18 saves of goalkeeper Silvia Navarro were the key to the second Spanish final berth at a Women's EHF EURO event.
After beating Germany in 2008 in the semi-finals at the European Championship in FYR Macedonia, this time they crushed the hopes of current champions Montenegro for a successful title defence with a narrow 19:18 (13:8) victory in Budapest on Friday.
An equally low-scoring semi-final was played only once before at an EHF EURO. At the 2002 event Norway beat France 21:16.
After losing the 2012 Olympic semi-final 26:27 against Montenegro, Spain have now taken revenge and beat their opponents on competitive level for the first time since the World Championship 2011 when they ousted them 23:19 in the Last 16.
“It feels amazing, we played really good today, we destroyed them in the first half, but in the second half we didn’t relax so we didn’t finish the job properly. In the end it doesn’t matter, because we won," said right wing Carmen Martin.
Despite the defeat, the Montenegrin fans celebrated their team after the end from the stands, but it were the Spanish players who danced on the court.
The first half was the weakest EHF EURO 2014 performance of the defending champions to date.
They recorded 15 missed shots, eight turnovers and Milena Knezevic did not convert one of her six attempts - Montenegro played way below par in the first half.

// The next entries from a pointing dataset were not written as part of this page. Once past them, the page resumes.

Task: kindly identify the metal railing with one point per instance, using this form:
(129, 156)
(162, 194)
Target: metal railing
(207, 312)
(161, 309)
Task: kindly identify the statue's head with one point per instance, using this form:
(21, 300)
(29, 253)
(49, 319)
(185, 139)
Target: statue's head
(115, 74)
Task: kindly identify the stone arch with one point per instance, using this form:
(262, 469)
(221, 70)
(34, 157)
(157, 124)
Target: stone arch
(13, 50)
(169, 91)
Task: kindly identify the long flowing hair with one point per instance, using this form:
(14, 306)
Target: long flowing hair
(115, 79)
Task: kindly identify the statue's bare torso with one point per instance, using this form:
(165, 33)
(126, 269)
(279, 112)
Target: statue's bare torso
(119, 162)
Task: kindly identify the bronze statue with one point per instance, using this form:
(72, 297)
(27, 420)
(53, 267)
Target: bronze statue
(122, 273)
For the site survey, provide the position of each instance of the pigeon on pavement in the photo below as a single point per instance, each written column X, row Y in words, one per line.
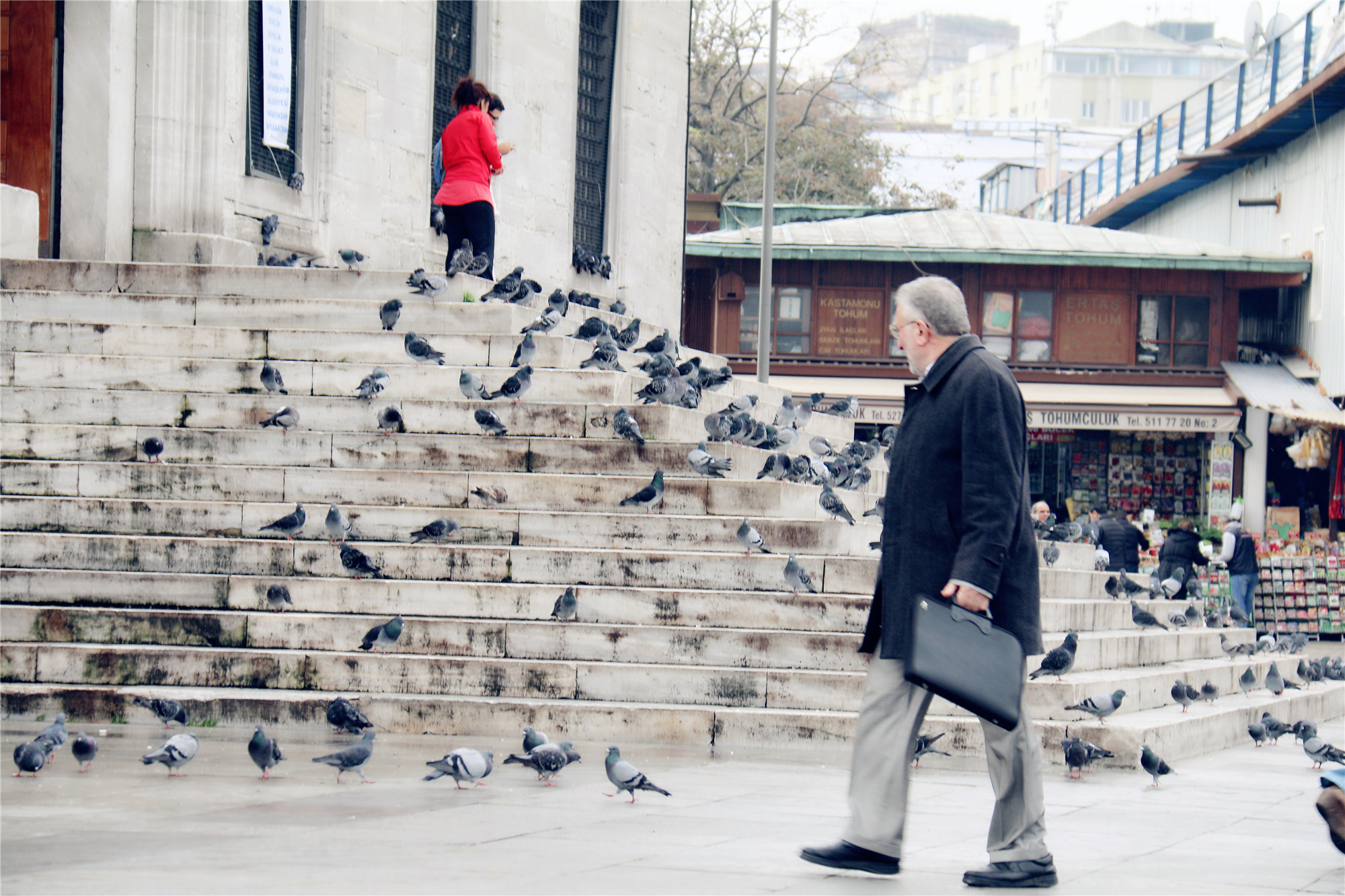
column 352, row 758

"We lost this game in the first half, when we were not good enough. It is really tough to lose this game by one goal," said Marija Jovanovic.
"Spain were not that much better, but still they were better than us today. They were able to do more rotations during the match and that made the difference."
On the other side of the court the Spanish defence was well prepared, and whenever the Montenegrin shooters broke through, Spain could rely on goalkeeper Silvia Navarro.
In defence Montenegro, who missed Suzana Lacovic in the middle block after the line player had received a one-match ban following her direct red card in the match against Sweden on Wednesday, were also far away from their performance.
They allowed Spain to score easy goals, and in particular Elisabet Chavez enjoyed a lot of freedom on the line.
Spain enjoyed a well-deserved 13:8 half-time lead, they intermediately had even led by seven at 11:4, while the defending champions needed nine attacks to score their first goal.
The initial stages of the second half still were marked by tactics, nervousness and hectic on both sides.
Spain needed four minutes to score their first goal, while Montenegro's scoring efficiency was still too weak to really threaten their opponents.
However, their defence now stood strong, in particular goalkeeper Marina Rajcic was much better compared to Sonja Barjaktarovic who had played in the first half.
Spain played extremely long attacks that were always bordering on passive play as they searched for the gap instead of firing on all cylinders.
Hence in the first 21 minutes after the break they had only scored three goals, a span which even included 14 minutes without a goal.
But the defending champions did not grab the opportunities to turn the match in their favour.
They still missed clear chances and many of them looked tired after the team had nearly played all its matches by now with only ten players.
When Montenegro had come as close as 17:18, Elisabet Pinedo scored the winning goal for Spain 75 seconds before the end, and Montenegro could only score once more.
"I hope to face Norway, I really want to play against Norway. We lost the final to them in Macedonia (at the EHF EURO 2008) and the match against them in this championship, to meet them on Sunday would be great," said Spain's Marta Mangue.
"We know Norway better then we know Sweden, we made it too easy for Norway in previous matches, our key to win against them is our defence. We are going to win the final and take the gold medal."